NVIDIA optimization and platform support

NVIDIA has optimized DiffusionGemma across its hardware ecosystem, including GeForce RTX GPUs, RTX PRO workstations, DGX Spark systems and DGX Station platforms. The company says the model can run entirely on supported RTX and DGX systems without relying on cloud inference or per-token API costs.

Supported platforms include:

  • NVIDIA DGX Spark: Powered by the NVIDIA GB10 Grace Blackwell Superchip with 128GB of unified memory for local AI development, prototyping, fine-tuning and agent workflows.
  • NVIDIA RTX PRO 6000: Designed for developers, researchers and AI professionals running low-latency local AI applications.
  • NVIDIA DGX Station: Delivers up to 2,000 tokens per second and features 748GB of coherent memory for advanced local AI workloads.
  • GeForce RTX GPUs: Optimized for consumer hardware, with official llama.cpp support expected in a future update.

Google says it worked closely with NVIDIA to optimize the model across consumer and enterprise hardware. This includes support for quantized deployments on GeForce RTX 4090 and RTX 5090 GPUs, as well as Hopper and Blackwell systems using advanced NVFP4 (4-bit floating-point) kernels. Native NVFP4 support improves compute throughput while maintaining near-lossless accuracy.

Developer ecosystem and availability

DiffusionGemma is available now as experimental open weights under the Apache 2.0 license.

The model launches with day-zero support across multiple AI frameworks and developer tools.

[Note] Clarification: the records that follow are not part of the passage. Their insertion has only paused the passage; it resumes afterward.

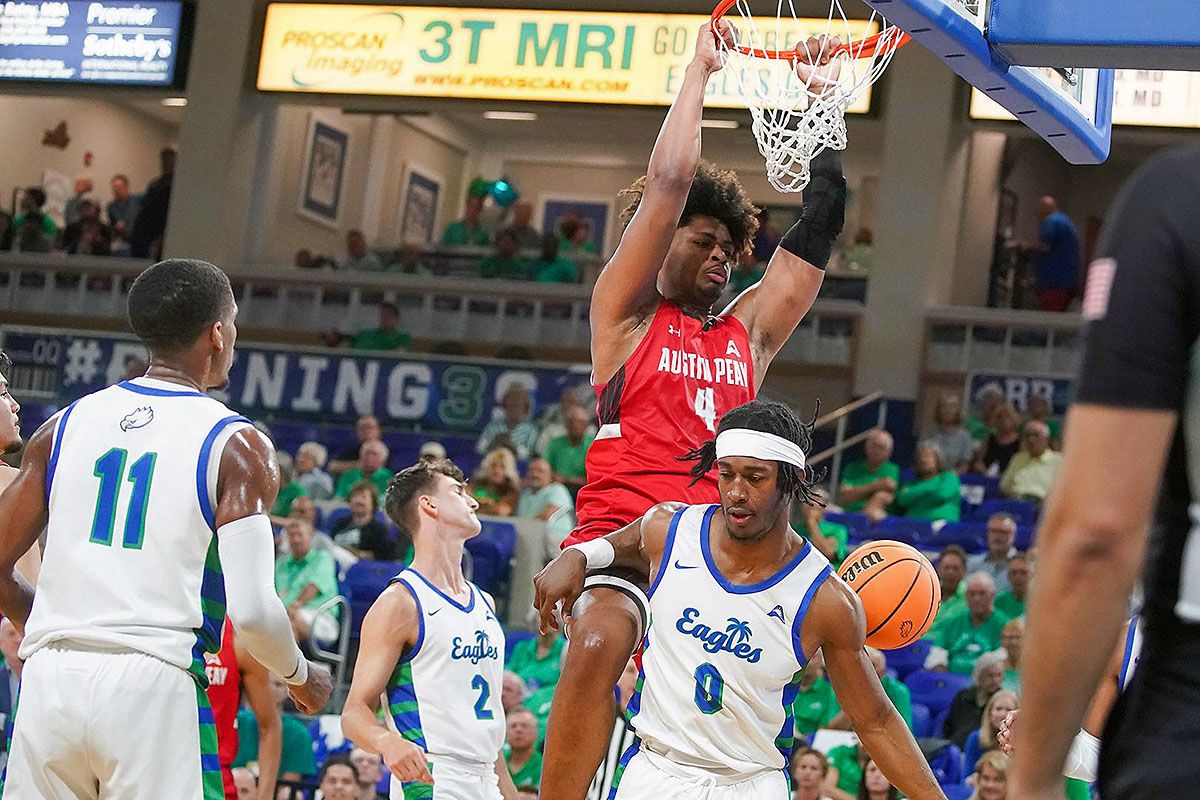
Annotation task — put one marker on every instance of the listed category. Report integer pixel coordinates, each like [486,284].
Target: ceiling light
[513,116]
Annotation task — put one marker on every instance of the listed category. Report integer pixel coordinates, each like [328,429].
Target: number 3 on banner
[706,407]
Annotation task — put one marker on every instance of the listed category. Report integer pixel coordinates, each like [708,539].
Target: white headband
[756,444]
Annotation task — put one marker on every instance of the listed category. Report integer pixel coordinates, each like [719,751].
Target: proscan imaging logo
[363,46]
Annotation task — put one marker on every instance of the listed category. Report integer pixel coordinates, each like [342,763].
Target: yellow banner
[569,56]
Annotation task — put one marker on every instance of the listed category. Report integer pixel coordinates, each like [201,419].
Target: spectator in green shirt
[871,479]
[505,263]
[520,747]
[894,689]
[538,660]
[467,232]
[815,704]
[372,467]
[297,759]
[967,635]
[568,453]
[952,567]
[832,539]
[305,579]
[289,489]
[389,336]
[1012,601]
[551,266]
[935,492]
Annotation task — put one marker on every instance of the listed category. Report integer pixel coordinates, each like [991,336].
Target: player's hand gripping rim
[558,585]
[406,761]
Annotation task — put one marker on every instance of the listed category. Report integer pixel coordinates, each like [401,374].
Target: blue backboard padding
[1158,35]
[955,38]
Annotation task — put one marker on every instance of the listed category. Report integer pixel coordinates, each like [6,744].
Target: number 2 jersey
[444,695]
[131,552]
[721,662]
[664,401]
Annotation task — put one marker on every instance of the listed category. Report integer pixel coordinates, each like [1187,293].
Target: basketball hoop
[796,118]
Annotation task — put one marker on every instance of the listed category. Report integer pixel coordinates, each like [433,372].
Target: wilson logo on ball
[862,565]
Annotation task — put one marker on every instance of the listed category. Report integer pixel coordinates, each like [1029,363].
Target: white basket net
[795,116]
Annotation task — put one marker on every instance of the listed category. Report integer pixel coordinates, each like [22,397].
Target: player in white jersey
[11,443]
[435,649]
[154,498]
[1084,757]
[738,603]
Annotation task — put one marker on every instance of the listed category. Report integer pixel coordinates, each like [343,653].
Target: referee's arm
[1095,528]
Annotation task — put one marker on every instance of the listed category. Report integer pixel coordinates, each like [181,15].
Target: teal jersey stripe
[210,761]
[213,608]
[403,707]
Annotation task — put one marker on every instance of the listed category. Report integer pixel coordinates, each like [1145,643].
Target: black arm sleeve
[1138,346]
[823,214]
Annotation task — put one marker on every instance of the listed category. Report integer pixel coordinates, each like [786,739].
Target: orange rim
[867,48]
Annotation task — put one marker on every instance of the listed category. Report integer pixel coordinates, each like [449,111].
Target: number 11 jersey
[131,551]
[664,401]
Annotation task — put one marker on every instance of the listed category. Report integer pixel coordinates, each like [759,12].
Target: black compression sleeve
[823,214]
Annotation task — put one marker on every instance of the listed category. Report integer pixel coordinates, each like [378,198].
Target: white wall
[120,139]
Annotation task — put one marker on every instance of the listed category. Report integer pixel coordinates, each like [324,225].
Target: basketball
[898,588]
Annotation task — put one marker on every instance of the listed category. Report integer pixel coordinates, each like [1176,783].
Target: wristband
[599,553]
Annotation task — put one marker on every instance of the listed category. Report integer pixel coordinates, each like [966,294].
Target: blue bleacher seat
[921,721]
[947,765]
[935,689]
[511,638]
[909,660]
[491,554]
[856,523]
[1025,513]
[364,582]
[904,529]
[958,792]
[971,536]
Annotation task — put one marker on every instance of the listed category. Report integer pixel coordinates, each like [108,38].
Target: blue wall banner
[329,386]
[96,42]
[1018,388]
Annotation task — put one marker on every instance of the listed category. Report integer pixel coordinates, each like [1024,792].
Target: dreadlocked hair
[715,193]
[767,416]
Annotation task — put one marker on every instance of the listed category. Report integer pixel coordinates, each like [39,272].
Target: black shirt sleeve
[1138,349]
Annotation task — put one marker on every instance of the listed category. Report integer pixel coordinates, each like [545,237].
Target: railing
[435,310]
[840,417]
[961,341]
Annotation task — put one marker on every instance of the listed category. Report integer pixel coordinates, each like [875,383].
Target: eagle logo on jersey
[735,638]
[138,419]
[479,650]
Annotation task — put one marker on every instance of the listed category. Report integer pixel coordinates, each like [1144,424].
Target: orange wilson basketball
[898,588]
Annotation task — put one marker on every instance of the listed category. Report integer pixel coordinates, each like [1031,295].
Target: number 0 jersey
[721,662]
[444,693]
[131,558]
[664,401]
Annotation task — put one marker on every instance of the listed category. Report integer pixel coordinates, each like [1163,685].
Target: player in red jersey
[666,370]
[231,671]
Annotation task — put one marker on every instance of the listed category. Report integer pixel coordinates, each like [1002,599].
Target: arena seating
[935,690]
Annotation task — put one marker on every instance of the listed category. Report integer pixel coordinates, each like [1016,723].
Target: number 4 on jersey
[706,407]
[111,469]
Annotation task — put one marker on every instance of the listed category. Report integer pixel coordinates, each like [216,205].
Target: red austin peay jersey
[664,401]
[225,697]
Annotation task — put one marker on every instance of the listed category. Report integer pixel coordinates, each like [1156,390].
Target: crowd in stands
[516,251]
[127,224]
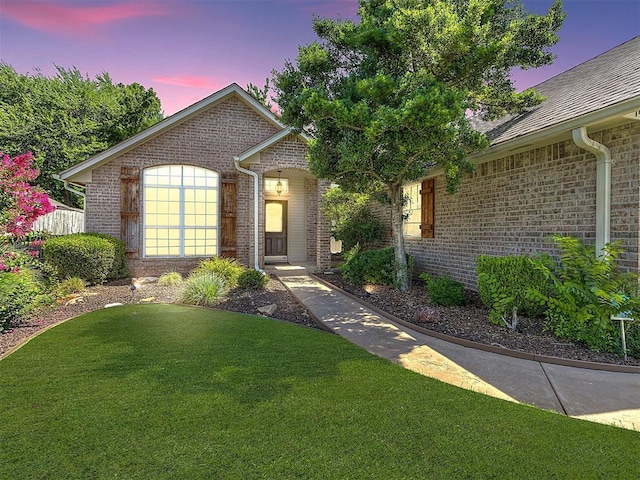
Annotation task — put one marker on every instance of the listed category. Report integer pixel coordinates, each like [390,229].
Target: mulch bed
[469,322]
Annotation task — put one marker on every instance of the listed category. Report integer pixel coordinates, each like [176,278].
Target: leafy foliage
[68,117]
[252,279]
[169,279]
[444,291]
[86,256]
[18,296]
[119,268]
[226,268]
[204,288]
[504,283]
[585,292]
[353,221]
[370,266]
[387,98]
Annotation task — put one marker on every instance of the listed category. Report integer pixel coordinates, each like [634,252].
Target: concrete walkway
[602,396]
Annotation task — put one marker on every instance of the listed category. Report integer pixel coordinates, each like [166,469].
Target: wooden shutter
[428,211]
[130,210]
[228,217]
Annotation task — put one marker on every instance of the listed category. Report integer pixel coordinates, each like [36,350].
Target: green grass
[157,391]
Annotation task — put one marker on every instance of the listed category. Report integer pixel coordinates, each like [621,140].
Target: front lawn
[164,391]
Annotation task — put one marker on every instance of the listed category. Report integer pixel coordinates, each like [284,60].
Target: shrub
[444,291]
[371,266]
[227,268]
[585,292]
[252,279]
[169,279]
[119,267]
[504,283]
[18,296]
[70,285]
[206,289]
[89,257]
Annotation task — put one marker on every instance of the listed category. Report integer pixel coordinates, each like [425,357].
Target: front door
[275,238]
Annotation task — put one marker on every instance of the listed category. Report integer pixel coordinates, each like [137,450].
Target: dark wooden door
[275,228]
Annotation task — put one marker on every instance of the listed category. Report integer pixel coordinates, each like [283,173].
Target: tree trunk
[402,273]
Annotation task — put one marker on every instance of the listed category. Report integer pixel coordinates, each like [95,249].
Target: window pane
[180,211]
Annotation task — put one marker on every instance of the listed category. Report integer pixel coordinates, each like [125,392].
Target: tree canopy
[388,98]
[68,117]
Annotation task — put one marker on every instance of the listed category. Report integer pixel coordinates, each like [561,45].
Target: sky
[188,49]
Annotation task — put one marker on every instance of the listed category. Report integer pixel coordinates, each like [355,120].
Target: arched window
[180,213]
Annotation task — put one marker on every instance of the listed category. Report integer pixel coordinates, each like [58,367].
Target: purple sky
[187,49]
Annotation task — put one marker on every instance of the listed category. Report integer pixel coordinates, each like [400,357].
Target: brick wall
[512,205]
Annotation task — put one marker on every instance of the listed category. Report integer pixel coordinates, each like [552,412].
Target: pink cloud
[191,81]
[65,18]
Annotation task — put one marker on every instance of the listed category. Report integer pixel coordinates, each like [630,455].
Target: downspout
[66,186]
[256,191]
[603,185]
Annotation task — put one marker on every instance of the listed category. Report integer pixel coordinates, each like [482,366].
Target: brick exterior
[210,140]
[512,205]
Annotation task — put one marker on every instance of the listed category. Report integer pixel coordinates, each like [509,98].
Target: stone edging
[488,348]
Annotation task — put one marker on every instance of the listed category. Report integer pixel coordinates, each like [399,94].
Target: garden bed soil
[468,322]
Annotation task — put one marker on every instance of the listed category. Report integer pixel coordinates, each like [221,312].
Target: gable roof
[606,85]
[182,116]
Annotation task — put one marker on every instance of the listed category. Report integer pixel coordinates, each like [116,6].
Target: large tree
[389,98]
[65,118]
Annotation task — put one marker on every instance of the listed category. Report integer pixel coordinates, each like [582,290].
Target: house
[569,166]
[223,177]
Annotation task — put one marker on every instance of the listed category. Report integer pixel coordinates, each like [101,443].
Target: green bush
[19,294]
[252,279]
[119,268]
[444,291]
[205,288]
[227,268]
[352,219]
[504,283]
[371,266]
[586,291]
[169,279]
[89,257]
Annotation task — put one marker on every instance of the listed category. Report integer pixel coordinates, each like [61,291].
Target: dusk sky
[187,49]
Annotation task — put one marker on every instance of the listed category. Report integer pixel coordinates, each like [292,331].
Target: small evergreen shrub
[252,279]
[170,279]
[206,289]
[227,268]
[19,293]
[89,257]
[504,283]
[371,266]
[444,291]
[585,292]
[119,268]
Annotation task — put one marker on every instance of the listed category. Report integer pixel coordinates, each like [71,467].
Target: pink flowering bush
[20,202]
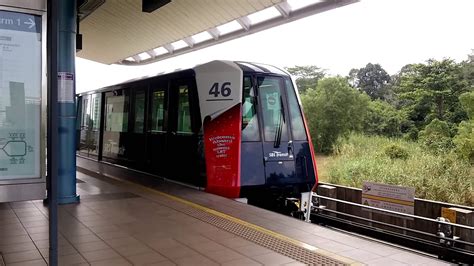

Frameworks and serving tools

  • Hugging Face Transformers
  • vLLM
  • MLX
  • NVIDIA NIM
  • Red Hat-integrated vLLM deployments

Fine-tuning tools

  • Unsloth
  • NVIDIA NeMo
  • Hackable Diffusion, a modular JAX toolbox designed for composable experimentation

Documentation and resources

  • DiffusionGemma Developer Guide
  • A Visual Guide to DiffusionGemma
  • Deployment playbooks for DGX Spark, RTX PRO and DGX Station

Ways to access DiffusionGemma

  • Download open weights from Hugging Face
  • Test the model through NVIDIA-hosted APIs
  • Deploy locally on supported RTX and DGX hardware
  • Access through NVIDIA NIM
  • Use through Gemini Enterprise Agent Platform Model Garden

Google also notes that official llama.cpp support is planned for a future release.